Bazen acımasız olabiliyoruz çoğu zaman hatta bazen her zaman, dilimizin ayarını bilmeden sözlerimiz acımasız olabiliyor. Bazen karşımızdakini üzerek soğuk kış gününde üşüyerek titreyen bir şerçe gibi gönül kapımızın dışında, soğuk donduran bakış ve sözlerin altında bırakıyoruz ve hiçte farkında olamıyoruz pardon farkında olmak ayrı bir şey idrak edemiyoruz diyelim, evet evet idrak edemiyoruz maalesef.
Hiç idrak edemiyoruz sevgi bizler için bir gereksinim güzelliklerin bir bütünü bir demet çiçektir. Sevgi gönüle dokunmak, onu sarmak ona karşı ilgi duyduğunu göstermek onu sevdiğini hissettirmek değil midir?
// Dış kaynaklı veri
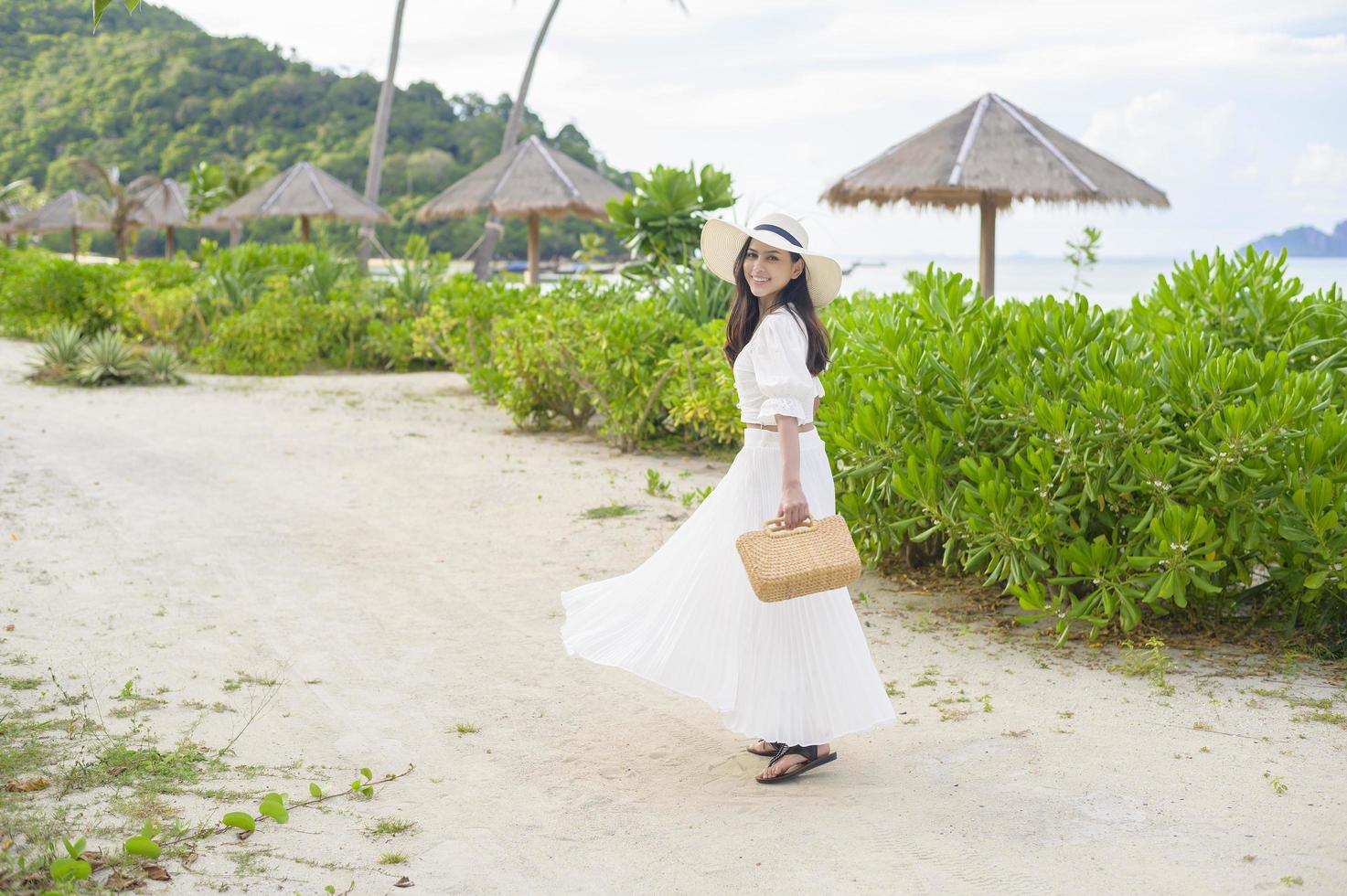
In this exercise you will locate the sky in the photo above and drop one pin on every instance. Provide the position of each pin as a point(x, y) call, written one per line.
point(1235, 108)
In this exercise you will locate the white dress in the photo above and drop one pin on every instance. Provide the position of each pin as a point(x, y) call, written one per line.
point(795, 671)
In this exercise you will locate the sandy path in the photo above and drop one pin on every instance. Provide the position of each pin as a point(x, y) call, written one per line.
point(398, 548)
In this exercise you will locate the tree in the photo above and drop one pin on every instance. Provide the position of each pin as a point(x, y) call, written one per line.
point(100, 5)
point(123, 199)
point(486, 250)
point(380, 139)
point(211, 187)
point(11, 205)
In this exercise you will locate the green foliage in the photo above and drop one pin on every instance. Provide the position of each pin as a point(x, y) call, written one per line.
point(421, 273)
point(1082, 256)
point(273, 336)
point(102, 5)
point(162, 364)
point(1188, 455)
point(458, 326)
point(660, 219)
point(61, 350)
point(660, 222)
point(185, 97)
point(39, 290)
point(105, 360)
point(242, 821)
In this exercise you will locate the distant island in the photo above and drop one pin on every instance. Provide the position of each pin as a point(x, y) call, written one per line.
point(1307, 243)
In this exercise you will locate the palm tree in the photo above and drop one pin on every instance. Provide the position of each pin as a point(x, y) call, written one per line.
point(379, 142)
point(486, 247)
point(123, 201)
point(210, 187)
point(10, 207)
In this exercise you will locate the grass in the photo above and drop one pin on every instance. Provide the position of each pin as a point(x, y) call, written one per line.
point(1321, 716)
point(927, 678)
point(248, 678)
point(145, 767)
point(390, 827)
point(609, 511)
point(1152, 663)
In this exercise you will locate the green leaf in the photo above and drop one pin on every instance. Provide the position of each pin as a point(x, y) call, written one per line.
point(142, 847)
point(242, 821)
point(273, 808)
point(69, 869)
point(99, 5)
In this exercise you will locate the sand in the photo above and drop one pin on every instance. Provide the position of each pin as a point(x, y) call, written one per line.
point(392, 549)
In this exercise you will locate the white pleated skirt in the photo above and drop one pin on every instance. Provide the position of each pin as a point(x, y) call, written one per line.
point(795, 671)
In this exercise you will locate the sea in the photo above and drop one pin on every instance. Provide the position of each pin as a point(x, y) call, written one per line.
point(1110, 283)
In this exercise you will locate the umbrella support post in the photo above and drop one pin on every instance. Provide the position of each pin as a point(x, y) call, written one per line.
point(988, 248)
point(532, 250)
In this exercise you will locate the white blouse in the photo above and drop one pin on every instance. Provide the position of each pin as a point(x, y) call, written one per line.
point(771, 375)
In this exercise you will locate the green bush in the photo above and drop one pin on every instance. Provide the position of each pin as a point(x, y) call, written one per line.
point(275, 336)
point(39, 290)
point(1185, 455)
point(457, 327)
point(700, 397)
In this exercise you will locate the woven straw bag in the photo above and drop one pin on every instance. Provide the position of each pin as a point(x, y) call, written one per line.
point(783, 563)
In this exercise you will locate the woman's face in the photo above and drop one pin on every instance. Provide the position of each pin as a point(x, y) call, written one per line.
point(768, 269)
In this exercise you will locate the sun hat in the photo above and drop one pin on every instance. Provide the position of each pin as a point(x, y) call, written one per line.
point(722, 240)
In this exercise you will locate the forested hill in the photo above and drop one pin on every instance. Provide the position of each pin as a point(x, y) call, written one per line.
point(154, 93)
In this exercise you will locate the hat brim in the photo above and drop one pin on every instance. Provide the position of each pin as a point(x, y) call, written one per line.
point(721, 244)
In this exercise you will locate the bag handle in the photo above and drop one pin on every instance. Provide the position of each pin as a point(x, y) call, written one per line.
point(777, 531)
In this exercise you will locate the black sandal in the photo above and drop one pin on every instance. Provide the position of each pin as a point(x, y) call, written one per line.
point(772, 748)
point(811, 760)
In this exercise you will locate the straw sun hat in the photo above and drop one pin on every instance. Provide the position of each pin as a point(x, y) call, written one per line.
point(721, 244)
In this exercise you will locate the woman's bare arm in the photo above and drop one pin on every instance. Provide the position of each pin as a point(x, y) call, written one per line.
point(794, 504)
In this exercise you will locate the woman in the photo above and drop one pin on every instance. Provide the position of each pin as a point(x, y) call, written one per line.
point(795, 674)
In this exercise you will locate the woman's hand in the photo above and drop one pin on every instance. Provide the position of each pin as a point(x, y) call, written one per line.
point(794, 507)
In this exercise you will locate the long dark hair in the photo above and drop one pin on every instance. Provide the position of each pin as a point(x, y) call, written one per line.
point(743, 315)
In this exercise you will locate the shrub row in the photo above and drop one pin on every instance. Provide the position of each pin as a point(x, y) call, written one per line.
point(1187, 454)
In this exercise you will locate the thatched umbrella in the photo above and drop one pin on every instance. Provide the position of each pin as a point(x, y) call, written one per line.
point(71, 210)
point(162, 205)
point(302, 192)
point(990, 154)
point(529, 181)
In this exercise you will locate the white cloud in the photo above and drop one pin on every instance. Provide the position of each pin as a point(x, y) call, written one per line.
point(1320, 167)
point(1221, 102)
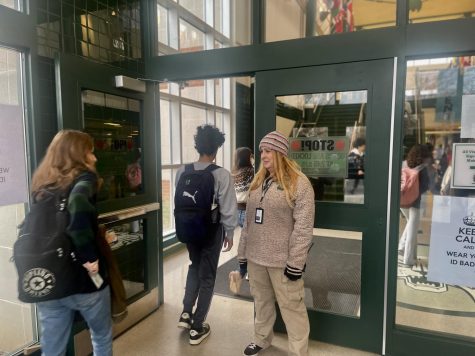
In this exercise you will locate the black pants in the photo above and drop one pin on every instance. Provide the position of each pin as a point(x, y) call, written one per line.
point(201, 277)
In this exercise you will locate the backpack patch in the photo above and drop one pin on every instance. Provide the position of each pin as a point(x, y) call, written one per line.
point(196, 214)
point(409, 186)
point(43, 253)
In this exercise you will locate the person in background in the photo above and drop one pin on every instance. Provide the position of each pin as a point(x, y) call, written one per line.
point(419, 157)
point(204, 258)
point(243, 173)
point(69, 164)
point(356, 162)
point(274, 244)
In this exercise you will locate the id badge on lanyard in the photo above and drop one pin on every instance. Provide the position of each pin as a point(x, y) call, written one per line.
point(259, 217)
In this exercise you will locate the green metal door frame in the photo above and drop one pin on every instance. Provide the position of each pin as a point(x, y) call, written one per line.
point(73, 74)
point(370, 218)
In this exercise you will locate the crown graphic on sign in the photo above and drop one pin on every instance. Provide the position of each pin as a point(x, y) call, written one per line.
point(469, 220)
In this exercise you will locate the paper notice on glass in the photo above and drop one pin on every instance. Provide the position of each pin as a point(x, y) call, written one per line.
point(468, 117)
point(463, 166)
point(451, 253)
point(13, 182)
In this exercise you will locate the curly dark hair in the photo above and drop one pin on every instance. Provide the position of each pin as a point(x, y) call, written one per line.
point(417, 154)
point(208, 139)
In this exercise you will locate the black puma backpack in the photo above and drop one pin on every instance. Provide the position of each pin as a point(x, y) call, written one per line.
point(43, 253)
point(196, 214)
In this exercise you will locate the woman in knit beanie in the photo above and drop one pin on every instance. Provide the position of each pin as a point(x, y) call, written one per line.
point(274, 245)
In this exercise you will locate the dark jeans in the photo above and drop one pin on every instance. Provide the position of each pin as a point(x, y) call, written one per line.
point(201, 277)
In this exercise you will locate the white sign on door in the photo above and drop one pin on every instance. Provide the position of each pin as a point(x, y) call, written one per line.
point(13, 182)
point(452, 241)
point(463, 166)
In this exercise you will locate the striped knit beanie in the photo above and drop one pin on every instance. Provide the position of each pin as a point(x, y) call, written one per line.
point(275, 141)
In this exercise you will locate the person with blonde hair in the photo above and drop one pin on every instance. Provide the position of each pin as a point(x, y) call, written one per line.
point(69, 166)
point(274, 244)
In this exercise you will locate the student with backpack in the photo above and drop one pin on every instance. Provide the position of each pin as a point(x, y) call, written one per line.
point(205, 218)
point(414, 183)
point(68, 170)
point(274, 245)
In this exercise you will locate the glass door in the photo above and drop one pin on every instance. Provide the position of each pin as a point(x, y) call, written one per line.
point(338, 120)
point(18, 322)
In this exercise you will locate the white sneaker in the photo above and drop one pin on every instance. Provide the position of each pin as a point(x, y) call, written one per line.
point(235, 281)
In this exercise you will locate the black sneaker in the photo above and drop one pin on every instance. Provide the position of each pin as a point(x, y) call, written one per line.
point(252, 349)
point(199, 334)
point(185, 321)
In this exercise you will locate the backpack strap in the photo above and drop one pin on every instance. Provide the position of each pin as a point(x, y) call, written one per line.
point(211, 167)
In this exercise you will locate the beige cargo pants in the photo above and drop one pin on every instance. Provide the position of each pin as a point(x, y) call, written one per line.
point(268, 285)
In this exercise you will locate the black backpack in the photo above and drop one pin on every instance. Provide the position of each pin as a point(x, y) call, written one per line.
point(196, 214)
point(43, 253)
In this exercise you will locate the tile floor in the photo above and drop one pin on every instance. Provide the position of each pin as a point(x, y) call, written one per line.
point(230, 319)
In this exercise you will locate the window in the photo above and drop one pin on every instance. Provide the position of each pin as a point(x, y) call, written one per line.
point(115, 124)
point(201, 25)
point(183, 107)
point(286, 19)
point(18, 321)
point(435, 260)
point(108, 32)
point(13, 4)
point(439, 10)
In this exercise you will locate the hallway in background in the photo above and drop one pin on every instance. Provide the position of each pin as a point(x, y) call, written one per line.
point(230, 320)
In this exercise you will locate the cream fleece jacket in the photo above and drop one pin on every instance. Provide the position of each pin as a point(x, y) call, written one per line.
point(285, 235)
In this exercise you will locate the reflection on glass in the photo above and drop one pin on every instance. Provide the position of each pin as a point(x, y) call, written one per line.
point(193, 89)
point(17, 322)
point(114, 123)
point(126, 241)
point(333, 274)
point(191, 118)
point(434, 118)
point(327, 133)
point(287, 19)
point(197, 7)
point(165, 131)
point(191, 39)
point(167, 196)
point(13, 4)
point(439, 10)
point(162, 19)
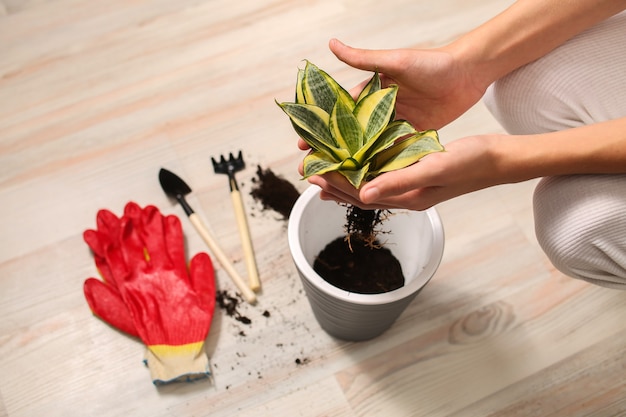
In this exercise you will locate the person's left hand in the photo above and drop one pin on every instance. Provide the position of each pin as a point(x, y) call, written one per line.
point(467, 165)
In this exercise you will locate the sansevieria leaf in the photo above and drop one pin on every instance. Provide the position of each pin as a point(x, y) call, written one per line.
point(357, 139)
point(346, 129)
point(406, 152)
point(374, 111)
point(320, 89)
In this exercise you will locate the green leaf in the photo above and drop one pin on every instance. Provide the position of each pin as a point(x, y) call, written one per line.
point(372, 86)
point(321, 90)
point(394, 131)
point(345, 128)
point(312, 124)
point(318, 163)
point(356, 177)
point(299, 84)
point(406, 152)
point(375, 110)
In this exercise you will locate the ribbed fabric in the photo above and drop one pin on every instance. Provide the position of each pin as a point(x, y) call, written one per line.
point(580, 220)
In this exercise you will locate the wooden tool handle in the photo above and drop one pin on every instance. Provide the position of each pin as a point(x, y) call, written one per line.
point(246, 241)
point(247, 293)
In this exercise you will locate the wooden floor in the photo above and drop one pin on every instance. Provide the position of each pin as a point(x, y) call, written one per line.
point(96, 96)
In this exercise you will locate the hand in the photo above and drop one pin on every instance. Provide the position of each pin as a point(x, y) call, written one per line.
point(149, 292)
point(435, 87)
point(467, 165)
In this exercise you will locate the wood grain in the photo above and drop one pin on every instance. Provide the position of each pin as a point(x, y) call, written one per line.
point(96, 96)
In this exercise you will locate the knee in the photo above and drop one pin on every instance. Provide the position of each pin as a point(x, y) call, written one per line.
point(582, 228)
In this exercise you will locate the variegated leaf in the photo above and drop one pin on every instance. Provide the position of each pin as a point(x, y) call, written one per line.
point(299, 84)
point(375, 110)
point(321, 90)
point(345, 128)
point(372, 86)
point(318, 163)
point(406, 152)
point(356, 177)
point(394, 131)
point(311, 123)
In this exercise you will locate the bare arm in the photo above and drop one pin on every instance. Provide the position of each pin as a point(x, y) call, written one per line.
point(482, 161)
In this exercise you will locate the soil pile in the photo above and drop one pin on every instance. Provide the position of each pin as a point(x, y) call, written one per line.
point(273, 192)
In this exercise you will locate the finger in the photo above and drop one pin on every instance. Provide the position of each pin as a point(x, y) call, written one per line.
point(390, 184)
point(302, 145)
point(202, 278)
point(174, 242)
point(107, 304)
point(153, 237)
point(364, 59)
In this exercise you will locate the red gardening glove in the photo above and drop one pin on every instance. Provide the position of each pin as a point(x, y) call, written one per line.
point(141, 258)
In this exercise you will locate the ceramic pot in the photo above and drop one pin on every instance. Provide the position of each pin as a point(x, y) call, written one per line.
point(416, 239)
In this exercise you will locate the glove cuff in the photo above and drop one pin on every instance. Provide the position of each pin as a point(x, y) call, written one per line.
point(184, 363)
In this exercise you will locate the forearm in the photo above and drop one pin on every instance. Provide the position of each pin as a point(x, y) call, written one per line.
point(526, 31)
point(594, 149)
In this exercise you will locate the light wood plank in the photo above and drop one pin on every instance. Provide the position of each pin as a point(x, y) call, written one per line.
point(97, 96)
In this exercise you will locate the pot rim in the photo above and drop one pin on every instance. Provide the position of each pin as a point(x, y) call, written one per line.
point(293, 235)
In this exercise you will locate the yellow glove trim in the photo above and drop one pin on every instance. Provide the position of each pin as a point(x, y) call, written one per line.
point(177, 363)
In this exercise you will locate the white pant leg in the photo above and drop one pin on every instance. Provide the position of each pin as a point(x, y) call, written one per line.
point(580, 221)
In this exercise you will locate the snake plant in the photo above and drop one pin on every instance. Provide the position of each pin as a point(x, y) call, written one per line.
point(358, 138)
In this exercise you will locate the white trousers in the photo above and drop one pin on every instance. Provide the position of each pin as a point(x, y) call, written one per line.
point(580, 220)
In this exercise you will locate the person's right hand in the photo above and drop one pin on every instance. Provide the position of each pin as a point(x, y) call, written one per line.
point(435, 88)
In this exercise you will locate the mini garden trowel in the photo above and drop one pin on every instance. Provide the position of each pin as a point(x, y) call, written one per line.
point(176, 188)
point(229, 167)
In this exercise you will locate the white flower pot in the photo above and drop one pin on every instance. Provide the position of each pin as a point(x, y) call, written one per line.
point(416, 239)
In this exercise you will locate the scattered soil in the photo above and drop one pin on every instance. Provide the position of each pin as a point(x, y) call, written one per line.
point(230, 304)
point(274, 192)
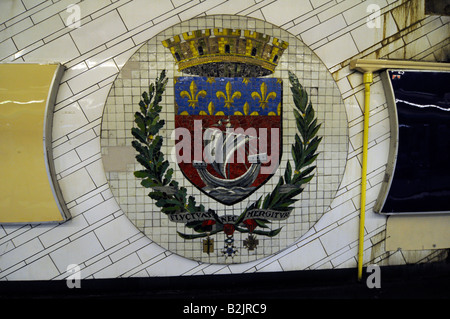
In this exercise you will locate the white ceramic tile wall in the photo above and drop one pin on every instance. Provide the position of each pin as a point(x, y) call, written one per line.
point(95, 47)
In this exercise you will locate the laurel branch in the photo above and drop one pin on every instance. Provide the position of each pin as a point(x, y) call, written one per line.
point(173, 199)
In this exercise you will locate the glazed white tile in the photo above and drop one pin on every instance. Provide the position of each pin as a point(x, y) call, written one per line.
point(9, 9)
point(68, 119)
point(115, 231)
point(38, 31)
point(15, 29)
point(294, 260)
point(85, 247)
point(98, 31)
point(347, 233)
point(323, 30)
point(93, 76)
point(284, 11)
point(139, 12)
point(106, 38)
point(7, 48)
point(366, 36)
point(361, 11)
point(41, 269)
point(84, 8)
point(52, 10)
point(76, 184)
point(60, 50)
point(96, 170)
point(337, 50)
point(31, 3)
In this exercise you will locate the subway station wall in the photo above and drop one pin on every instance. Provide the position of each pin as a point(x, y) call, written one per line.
point(110, 51)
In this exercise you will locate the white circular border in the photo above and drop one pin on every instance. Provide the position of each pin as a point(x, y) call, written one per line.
point(142, 69)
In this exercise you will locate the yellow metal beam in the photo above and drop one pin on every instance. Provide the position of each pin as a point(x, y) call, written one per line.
point(368, 78)
point(367, 67)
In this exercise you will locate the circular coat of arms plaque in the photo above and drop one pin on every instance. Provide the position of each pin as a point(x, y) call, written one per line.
point(224, 139)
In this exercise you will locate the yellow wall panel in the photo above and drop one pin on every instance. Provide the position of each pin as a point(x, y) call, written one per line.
point(28, 192)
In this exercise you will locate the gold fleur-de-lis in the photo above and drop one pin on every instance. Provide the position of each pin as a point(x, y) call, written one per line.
point(263, 97)
point(193, 95)
point(228, 98)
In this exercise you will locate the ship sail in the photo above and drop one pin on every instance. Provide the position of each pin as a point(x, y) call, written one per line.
point(219, 152)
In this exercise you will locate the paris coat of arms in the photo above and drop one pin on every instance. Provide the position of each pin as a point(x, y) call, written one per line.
point(228, 131)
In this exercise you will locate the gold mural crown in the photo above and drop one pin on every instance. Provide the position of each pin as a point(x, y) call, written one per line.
point(202, 53)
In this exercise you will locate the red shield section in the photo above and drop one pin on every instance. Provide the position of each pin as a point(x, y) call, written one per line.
point(228, 134)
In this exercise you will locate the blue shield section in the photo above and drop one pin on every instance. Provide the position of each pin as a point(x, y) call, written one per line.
point(228, 96)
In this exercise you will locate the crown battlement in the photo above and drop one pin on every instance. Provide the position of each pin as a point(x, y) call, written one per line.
point(226, 52)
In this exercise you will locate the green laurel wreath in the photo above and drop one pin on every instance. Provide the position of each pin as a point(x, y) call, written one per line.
point(173, 199)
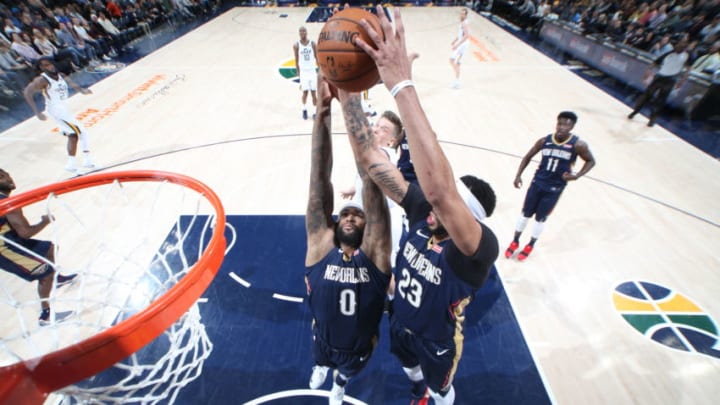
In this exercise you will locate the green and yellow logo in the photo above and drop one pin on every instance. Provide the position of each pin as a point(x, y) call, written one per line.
point(667, 317)
point(287, 70)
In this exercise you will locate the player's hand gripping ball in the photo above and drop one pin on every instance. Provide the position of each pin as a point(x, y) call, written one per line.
point(343, 63)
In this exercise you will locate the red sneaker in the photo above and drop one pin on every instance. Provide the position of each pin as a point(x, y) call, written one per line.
point(421, 401)
point(525, 253)
point(511, 249)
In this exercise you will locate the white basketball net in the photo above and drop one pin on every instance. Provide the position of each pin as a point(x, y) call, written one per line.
point(129, 243)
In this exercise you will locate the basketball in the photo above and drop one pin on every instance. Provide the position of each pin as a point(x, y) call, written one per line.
point(344, 64)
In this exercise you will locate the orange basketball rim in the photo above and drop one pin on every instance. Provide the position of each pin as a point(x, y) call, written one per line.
point(31, 380)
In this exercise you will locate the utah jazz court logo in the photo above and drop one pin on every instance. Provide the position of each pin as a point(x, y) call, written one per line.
point(667, 317)
point(287, 70)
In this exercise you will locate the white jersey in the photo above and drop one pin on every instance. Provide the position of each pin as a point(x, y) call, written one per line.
point(462, 47)
point(306, 57)
point(55, 93)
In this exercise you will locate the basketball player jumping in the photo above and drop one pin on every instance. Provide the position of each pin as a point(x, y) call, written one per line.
point(460, 45)
point(448, 252)
point(559, 152)
point(305, 61)
point(20, 255)
point(347, 265)
point(54, 87)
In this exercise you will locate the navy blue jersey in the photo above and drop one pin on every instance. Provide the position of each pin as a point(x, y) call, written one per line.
point(405, 164)
point(346, 300)
point(21, 260)
point(434, 283)
point(557, 158)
Tüm bedenimizi de hücrelerimizde kıpır kıpır dolaşan, bedenin sağlıklı ve canlı kalması için gönülde bedende mutlaka sevgi olmalıdır, eğer bu sevgiye kapımızı kapatırsak hayatımız karanlıklar içinde cansız güzelliklerin tadını almadan yaşayan bir kişi olmaktan öteye gidemeyiz.